Figure 1.

Tau proteins containing microtubule-binding repeats possess acetyltransferase activity. (a) Schematic representation of all the purified tau proteins used in this study: tau proteins with three or four microtubule-binding repeats (3R- or 4R-tau) and a variable number of N-terminal inserts (0−2N) and tau lacking all microtubule-binding repeats but containing both N-terminal inserts (no-repeat tau). Locations of C291A and C322A mutations in 3R- and 4R-tau are highlighted. (b) SDS-PAGE with Coomassie blue staining (top) of tau proteins incubated with [¹⁴C]-labeled acetyl-CoA followed by autoradiography (bottom) to detect acetylated tau proteins.

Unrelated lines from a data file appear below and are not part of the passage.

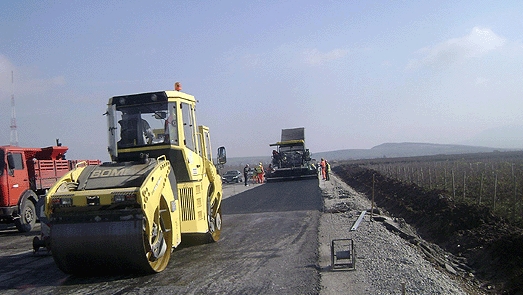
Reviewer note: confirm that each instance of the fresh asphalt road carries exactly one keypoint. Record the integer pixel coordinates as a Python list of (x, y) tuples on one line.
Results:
[(268, 245)]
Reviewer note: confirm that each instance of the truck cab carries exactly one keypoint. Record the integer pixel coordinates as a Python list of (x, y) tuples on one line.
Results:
[(14, 181)]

MW, molecular weight. (c) As in b, with 3R-tau or 4R-tau proteins. (d) Immunoblot of 3R- or 4R-tau isoforms incubated in the absence or presence of cold CoA or acetyl-CoA, using antibodies to acetyl-lysine, Ac-K280 and total tau (T46). Ac, acetyl. (e) In-gel acetyltransferase assay (described in Online Methods) with Tau-K18, 0N4R-tau, 2N4R-tau and tau-K18(−), followed by Commassie staining (top) and autoradiography (bottom).